É fundamental o combate ao tráfico de pessoas
Enviada em 10/10/2018
Segundo Aristóteles, “a política é a ciência para garantir a felicidade dos cidadãos”, a qual deve atuar na interação da sociedade e visar o bem comum. Contudo, essa conduta necessita de ética e imparcialidade para não acometer liberdade e direitos fragmentados à parte da população. Atualmente, no Brasil, vivenciam-se os desafios de combater o tráfico de pessoas. Nesse aspecto, pode-se destacar a vulnerabilidade social do indivíduo, assim como o falho sistema de segurança pública como impulsionadores.

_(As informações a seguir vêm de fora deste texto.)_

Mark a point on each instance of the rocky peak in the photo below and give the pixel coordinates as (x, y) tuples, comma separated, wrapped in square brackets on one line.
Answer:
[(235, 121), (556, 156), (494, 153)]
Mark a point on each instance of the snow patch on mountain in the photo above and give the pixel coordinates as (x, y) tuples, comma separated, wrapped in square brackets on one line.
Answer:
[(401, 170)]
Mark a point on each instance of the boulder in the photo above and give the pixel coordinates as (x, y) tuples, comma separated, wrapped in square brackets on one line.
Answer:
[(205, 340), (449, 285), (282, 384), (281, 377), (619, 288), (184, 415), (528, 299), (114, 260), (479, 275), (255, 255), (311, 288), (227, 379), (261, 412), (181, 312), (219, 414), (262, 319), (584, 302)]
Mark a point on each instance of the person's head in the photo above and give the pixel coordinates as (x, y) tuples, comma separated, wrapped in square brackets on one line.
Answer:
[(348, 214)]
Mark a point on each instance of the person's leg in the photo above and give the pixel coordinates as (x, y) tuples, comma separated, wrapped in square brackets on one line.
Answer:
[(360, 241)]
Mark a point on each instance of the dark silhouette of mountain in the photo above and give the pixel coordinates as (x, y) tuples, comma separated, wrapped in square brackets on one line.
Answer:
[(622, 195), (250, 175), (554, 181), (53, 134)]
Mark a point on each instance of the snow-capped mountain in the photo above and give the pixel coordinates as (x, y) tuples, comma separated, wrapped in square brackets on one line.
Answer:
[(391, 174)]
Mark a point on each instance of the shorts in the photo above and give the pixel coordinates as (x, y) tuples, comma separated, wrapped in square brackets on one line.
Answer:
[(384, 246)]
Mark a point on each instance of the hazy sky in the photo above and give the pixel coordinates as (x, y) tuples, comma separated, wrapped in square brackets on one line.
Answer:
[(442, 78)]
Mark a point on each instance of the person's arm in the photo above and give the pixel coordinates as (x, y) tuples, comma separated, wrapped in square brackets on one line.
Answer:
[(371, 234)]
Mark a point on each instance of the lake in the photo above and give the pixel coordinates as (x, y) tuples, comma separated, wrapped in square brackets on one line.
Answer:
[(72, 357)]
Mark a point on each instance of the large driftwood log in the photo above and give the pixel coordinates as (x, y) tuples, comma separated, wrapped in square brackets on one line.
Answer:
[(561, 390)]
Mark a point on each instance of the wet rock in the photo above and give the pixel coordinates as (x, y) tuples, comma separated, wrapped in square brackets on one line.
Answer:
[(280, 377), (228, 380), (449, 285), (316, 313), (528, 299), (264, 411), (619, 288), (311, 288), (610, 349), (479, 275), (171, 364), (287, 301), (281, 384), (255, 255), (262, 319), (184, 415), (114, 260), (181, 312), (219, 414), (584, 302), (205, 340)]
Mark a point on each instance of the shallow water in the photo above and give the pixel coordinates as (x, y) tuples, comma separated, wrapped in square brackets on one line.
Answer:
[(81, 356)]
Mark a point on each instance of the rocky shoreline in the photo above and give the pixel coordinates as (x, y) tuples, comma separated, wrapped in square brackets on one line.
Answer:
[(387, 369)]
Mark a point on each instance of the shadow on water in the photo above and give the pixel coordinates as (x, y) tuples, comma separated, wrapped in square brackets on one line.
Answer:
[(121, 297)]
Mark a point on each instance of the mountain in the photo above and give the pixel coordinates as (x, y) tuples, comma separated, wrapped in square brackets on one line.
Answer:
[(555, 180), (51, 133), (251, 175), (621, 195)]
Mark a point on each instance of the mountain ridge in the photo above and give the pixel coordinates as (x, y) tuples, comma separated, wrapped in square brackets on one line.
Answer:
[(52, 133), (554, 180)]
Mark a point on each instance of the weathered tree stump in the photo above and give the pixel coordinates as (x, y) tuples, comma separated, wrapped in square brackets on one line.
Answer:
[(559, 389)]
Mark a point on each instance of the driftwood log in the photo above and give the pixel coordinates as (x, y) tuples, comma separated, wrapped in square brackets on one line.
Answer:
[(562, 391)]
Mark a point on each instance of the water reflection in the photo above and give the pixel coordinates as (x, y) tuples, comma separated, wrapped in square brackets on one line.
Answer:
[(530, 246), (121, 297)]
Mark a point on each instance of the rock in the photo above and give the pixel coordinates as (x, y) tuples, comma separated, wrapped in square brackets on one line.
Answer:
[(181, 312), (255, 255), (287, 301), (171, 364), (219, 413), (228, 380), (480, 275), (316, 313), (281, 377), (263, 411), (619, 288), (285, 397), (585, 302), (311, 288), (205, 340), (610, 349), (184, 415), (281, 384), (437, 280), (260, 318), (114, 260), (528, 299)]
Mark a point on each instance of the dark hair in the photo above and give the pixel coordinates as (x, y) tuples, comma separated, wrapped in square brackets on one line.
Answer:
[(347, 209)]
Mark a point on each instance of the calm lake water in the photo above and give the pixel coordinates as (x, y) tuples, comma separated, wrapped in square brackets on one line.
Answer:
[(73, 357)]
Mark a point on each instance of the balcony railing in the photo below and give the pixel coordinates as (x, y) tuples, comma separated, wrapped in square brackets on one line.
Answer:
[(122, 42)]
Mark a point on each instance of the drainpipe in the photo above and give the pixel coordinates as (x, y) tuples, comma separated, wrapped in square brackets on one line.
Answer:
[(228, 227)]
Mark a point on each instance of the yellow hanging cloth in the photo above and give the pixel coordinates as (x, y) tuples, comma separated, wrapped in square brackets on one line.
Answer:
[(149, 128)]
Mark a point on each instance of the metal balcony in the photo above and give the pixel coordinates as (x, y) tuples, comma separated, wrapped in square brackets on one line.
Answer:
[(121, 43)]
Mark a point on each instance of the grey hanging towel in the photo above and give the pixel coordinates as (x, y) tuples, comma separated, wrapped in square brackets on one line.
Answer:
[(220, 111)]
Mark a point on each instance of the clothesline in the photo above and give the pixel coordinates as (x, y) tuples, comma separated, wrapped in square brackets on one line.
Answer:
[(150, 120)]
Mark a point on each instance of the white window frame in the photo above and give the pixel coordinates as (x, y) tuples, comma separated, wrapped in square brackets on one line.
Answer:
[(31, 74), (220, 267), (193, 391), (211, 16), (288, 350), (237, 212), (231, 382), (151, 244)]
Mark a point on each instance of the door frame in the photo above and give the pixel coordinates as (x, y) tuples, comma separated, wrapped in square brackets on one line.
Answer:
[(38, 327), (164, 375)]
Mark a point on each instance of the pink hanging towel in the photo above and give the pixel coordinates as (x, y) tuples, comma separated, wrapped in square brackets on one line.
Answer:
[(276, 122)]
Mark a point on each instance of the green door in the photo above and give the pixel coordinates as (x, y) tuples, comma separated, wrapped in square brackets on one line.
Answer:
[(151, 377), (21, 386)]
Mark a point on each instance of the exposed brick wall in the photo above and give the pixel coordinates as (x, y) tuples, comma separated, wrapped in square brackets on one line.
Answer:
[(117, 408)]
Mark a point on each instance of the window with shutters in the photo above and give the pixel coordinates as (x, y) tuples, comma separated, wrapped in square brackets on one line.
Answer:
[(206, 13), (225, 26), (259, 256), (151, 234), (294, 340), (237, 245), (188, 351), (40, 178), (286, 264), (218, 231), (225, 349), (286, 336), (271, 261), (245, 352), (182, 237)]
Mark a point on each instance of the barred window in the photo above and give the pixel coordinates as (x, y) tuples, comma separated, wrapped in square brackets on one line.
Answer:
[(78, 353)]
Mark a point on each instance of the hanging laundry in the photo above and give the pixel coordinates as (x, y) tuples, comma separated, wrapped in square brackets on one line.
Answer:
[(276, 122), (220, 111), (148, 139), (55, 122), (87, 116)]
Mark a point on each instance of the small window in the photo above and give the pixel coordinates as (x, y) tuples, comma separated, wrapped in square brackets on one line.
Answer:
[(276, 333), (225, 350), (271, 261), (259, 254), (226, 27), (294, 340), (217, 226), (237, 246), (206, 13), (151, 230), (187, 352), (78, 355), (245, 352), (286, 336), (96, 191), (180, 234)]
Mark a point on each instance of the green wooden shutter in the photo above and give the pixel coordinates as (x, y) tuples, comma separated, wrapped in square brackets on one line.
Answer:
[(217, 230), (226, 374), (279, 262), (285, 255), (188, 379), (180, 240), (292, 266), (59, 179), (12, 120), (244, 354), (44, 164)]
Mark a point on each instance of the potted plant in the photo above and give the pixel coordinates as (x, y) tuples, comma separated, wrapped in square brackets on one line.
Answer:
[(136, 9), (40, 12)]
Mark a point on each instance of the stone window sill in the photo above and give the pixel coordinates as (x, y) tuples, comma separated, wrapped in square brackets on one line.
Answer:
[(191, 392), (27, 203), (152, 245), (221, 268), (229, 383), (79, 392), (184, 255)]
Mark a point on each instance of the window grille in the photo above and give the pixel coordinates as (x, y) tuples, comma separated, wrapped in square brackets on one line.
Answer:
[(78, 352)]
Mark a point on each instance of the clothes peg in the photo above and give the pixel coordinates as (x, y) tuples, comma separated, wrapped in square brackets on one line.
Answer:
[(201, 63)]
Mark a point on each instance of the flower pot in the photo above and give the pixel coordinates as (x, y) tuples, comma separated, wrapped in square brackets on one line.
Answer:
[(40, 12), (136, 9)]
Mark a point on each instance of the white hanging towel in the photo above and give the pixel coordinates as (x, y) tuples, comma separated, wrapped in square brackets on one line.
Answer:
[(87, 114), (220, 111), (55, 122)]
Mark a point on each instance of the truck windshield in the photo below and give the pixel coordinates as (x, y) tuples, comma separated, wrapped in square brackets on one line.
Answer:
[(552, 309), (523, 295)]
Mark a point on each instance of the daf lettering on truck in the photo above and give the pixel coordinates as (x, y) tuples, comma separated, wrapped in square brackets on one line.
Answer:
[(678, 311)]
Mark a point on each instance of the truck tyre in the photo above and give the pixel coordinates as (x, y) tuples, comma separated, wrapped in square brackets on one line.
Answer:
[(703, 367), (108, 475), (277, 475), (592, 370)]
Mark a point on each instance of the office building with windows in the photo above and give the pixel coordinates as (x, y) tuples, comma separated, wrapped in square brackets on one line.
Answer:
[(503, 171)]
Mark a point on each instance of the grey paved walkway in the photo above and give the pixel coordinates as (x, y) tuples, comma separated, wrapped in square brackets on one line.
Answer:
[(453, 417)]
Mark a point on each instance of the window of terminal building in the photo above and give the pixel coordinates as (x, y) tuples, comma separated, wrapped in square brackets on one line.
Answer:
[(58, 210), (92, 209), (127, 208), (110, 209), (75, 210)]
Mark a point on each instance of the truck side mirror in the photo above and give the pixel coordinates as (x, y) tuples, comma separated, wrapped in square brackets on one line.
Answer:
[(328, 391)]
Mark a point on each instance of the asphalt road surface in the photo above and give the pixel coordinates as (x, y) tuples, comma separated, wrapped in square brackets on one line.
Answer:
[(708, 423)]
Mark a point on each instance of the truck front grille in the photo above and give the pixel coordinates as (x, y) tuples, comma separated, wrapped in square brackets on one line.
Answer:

É indubitável que a desigualdade social leva aos mais desabastados situações de vida desumanas. Segundo Leonard Doyle, diretor da Organização Internacional de Migração (OIM), “Por se tratar de pessoas em situação de dificuldade econômica, as vítimas são persuadidas por receberem uma oportunidade de melhoria de vida”. Nesse sentido, objetiva-se que o cidadão, dentre as dificuldades encontradas no cenário opressor no Brasil, opta por alternativas desconhecidas e perigosas. Analogamente, o tráfico de seres humanos realiza o recrutamento das pessoas para atividades cruéis como: o trabalho escravo, exploração sexual e até mesmo a retirada de órgãos. Dessa forma, a sociedade encontra-se vulnerável às armadilhas e carece de apoio governamental.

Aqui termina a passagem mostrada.